Agrazal was assigned to the Tigers' alternate training site when the league resumed play in the summer. His contract was purchased on July 23, 2020, and Agrazal was slated to be a fifth starter. He was placed on the 10-day injured list on July 27 with right forearm strain. The Tigers transferred him to the 45-day injured list on August 19, ending his 2020 season before he could pitch in a single game. On October 27, Agrazal was outrighted off of the 40-man roster. He became a free agent on November 2.

===Arizona Diamondbacks===
On May 19, 2021, Agrazal signed a minor league contract with the Arizona Diamondbacks organization.
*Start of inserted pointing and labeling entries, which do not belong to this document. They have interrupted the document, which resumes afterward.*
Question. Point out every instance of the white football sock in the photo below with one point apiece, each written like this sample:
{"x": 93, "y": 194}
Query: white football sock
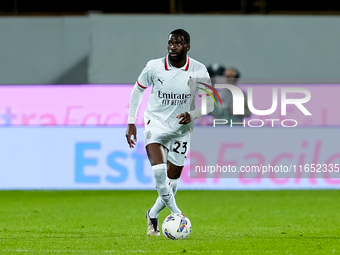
{"x": 174, "y": 184}
{"x": 164, "y": 188}
{"x": 159, "y": 205}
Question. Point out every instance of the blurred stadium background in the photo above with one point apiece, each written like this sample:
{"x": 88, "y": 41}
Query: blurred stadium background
{"x": 67, "y": 70}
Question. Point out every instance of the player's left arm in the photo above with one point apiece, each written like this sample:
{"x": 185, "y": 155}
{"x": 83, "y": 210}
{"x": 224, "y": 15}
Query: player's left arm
{"x": 187, "y": 117}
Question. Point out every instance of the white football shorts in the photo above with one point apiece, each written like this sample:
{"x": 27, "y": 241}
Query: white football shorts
{"x": 176, "y": 143}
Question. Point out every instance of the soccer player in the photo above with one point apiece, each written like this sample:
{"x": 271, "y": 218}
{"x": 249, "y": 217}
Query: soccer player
{"x": 169, "y": 117}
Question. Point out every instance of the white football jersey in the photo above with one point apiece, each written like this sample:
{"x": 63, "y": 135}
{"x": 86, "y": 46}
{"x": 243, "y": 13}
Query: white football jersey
{"x": 173, "y": 90}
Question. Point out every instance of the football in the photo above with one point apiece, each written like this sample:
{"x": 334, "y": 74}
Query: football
{"x": 176, "y": 226}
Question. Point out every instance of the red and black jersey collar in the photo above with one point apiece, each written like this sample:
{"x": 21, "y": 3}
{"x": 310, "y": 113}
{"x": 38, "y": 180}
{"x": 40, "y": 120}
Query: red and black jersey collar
{"x": 168, "y": 66}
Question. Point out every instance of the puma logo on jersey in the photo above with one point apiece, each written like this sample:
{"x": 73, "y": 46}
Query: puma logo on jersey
{"x": 161, "y": 81}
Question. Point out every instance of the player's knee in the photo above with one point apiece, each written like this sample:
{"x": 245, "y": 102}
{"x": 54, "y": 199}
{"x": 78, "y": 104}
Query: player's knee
{"x": 159, "y": 172}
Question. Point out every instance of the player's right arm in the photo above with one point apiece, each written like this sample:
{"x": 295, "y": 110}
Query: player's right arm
{"x": 136, "y": 97}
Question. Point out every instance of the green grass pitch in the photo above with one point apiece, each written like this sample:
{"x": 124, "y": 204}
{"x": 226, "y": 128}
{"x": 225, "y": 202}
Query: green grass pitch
{"x": 223, "y": 222}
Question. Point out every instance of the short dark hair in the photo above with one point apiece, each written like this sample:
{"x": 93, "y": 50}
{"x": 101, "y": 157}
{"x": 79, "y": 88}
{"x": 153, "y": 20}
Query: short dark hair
{"x": 182, "y": 32}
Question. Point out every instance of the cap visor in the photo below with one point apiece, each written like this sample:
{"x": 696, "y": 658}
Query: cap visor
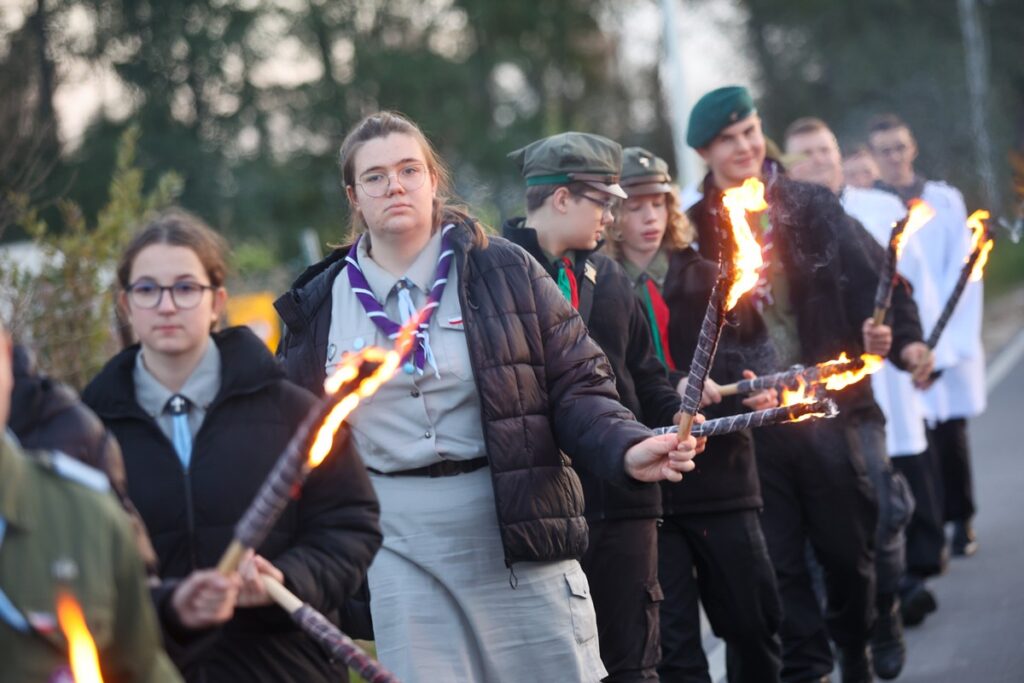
{"x": 612, "y": 189}
{"x": 647, "y": 188}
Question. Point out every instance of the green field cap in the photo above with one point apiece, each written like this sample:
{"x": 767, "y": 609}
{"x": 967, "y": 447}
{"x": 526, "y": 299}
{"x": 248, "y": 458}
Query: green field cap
{"x": 572, "y": 157}
{"x": 716, "y": 111}
{"x": 643, "y": 173}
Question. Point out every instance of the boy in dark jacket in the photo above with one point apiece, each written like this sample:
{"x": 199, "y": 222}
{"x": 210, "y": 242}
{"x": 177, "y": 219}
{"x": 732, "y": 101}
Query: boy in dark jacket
{"x": 571, "y": 186}
{"x": 814, "y": 297}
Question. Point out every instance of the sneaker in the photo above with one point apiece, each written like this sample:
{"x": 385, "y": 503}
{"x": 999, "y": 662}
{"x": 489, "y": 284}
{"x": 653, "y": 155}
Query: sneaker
{"x": 964, "y": 544}
{"x": 855, "y": 664}
{"x": 888, "y": 646}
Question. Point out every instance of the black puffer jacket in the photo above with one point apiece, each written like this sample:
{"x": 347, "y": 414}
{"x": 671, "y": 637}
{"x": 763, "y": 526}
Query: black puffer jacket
{"x": 726, "y": 475}
{"x": 832, "y": 274}
{"x": 616, "y": 323}
{"x": 323, "y": 543}
{"x": 544, "y": 386}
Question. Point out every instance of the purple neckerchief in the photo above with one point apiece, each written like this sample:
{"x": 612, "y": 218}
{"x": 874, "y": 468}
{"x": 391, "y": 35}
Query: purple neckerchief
{"x": 421, "y": 349}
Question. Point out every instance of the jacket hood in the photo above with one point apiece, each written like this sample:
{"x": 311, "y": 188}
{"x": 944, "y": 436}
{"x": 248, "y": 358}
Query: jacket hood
{"x": 248, "y": 367}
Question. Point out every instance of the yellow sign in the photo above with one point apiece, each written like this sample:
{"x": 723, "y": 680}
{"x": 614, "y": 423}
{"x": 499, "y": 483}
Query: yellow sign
{"x": 256, "y": 311}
He made only one appearance for the Double-A Amarillo Sod Poodles, in which he allowed three runs on four hits with one strikeout over one inning pitched. Agrazal elected free agency following the season on November 7.

===Leones de Yucatán===
On June 26, 2024, Agrazal signed with the Leones de Yucatán of the Mexican League. In 11 appearances for Yucatán, he struggled to a 7.59 ERA with 7 strikeouts across 10 2/3 innings pitched. Agrazal became a free agent following the season.

On June 8, 2025, Agrazal re-signed with Yucatán. In nine appearances (including eight starts) for the Leones, he posted a 3–4 record with a 5.54 ERA and 23 strikeouts over 39 innings pitched. Agrazal became a free agent following the season.

===Algodoneros de Unión Laguna===
On May 21, 2026, Agrazal signed with the Algodoneros de Unión Laguna of the Mexican League. In five starts for the team, he struggled to an 0–2 record with a 9.33 ERA, nine strikeouts, and eight walks across 18 1/3 innings pitched. On June 14, Agrazal was released by Laguna.